This invention relates to transparent or translucent ceramic compositions and more particularly to ceramic compositions useful for forming metal vapor arc lamp discharge tubes.
Ceramic compositions are used widely in high temperature environments where good chemical and mechanical stability are required. However, the great majority of ceramic compositions are opaque to visible light and therefore cannot be used in a high temperature environment where a transparent window, lamp envelope or the like are required. For example, high pressure sodium lamps are now widely used because they have a higher light-output efficiency as compared to incandescent lamps generally, and they have an efficiency second only to the low pressure sodium lamp. The discharge tubes for the sodium metal vapor arc lamps are constructed from a polycrystalline alumina ceramic or from single crystal sapphire. Inside the presently utilized alumina or sapphire discharge tubes, an amalgam of sodium and mercury metals and some inert gas such as xenon are utilized to generate light. Surrounding the arc tube is an evacuated outer lamp envelope made of glass. A minimum temperature of several hundred degrees is required to vaporize the sodium and is obtained from the light emitting electric arc that also heats the central section of the arc tube to about 1200.degree. C. The material forming the arc tube, in addition to being transparent or trans-lucent, must also be stable for a considerable time period against reaction with the sodium and mercury components within the tube at its operating temperature.

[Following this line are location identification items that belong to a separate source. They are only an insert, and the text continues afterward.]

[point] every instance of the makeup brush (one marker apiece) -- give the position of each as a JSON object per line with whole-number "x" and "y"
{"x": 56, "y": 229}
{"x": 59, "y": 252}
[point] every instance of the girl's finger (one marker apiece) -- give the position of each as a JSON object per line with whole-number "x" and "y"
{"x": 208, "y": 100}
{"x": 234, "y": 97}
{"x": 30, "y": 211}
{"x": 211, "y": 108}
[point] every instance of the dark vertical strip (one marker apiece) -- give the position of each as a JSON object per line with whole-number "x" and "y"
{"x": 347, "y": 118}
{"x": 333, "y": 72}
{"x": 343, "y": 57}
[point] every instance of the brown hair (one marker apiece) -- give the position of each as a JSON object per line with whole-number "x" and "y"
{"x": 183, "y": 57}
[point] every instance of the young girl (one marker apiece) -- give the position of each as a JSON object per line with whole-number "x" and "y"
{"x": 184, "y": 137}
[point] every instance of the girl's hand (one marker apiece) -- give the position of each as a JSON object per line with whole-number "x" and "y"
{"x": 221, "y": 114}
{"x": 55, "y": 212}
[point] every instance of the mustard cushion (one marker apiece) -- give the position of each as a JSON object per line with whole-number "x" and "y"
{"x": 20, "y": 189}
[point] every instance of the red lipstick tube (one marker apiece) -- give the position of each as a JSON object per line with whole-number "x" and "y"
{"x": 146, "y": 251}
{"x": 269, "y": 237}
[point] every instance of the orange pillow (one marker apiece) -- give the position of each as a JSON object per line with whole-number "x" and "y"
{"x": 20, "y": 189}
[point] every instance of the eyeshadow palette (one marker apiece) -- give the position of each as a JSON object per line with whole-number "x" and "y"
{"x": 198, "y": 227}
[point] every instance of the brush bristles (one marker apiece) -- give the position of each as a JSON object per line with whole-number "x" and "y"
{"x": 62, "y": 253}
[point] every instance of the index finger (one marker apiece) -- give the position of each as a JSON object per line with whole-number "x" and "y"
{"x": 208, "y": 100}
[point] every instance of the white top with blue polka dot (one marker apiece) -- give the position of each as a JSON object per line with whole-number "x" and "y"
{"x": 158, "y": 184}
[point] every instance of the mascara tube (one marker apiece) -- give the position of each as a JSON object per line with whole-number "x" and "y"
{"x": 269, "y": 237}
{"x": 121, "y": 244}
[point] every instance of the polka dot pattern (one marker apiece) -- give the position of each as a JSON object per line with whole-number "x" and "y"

While the polycrystalline alumina ceramics and single crystal sapphire have the requisite degree of transparency for use in such discharge tubes, their use is proven undesirable since they tend to dissociate and vaporize as aluminum metal from the outside of the arc tube, thereby darkening the inner surface of the glass envelope of the lamp. The rate at which this takes place determines the useful lamp life and depends both on the arc tube temperature and the oxygen pressure within the outer envelope. This limitation on lamp life can be overcome, therefore, by placing a lower limit on oxygen pressure or an upper limit on arc tube operating temperature. However, neither approach is completely desirable. In presently utilized arc lamps, a niobium seal is utilized to seal the sodium vapor within the arc tube. However, niobium is permeable to oxygen and any attempt to permit oxygen in the outer envelope eventually leads to sodium loss within the arc tube by oxidation to sodium aluminate. On the other hand, placing an upper limit on arc tube temperature results in an undesirable reduction of light-output efficiency.
Accordingly, it would be highly desirable to provide ceramic compositions which are transparent or translucent to visible light, and which are more stable than pure alumina under the high temperature operating conditions of sodium vapor arc lamps.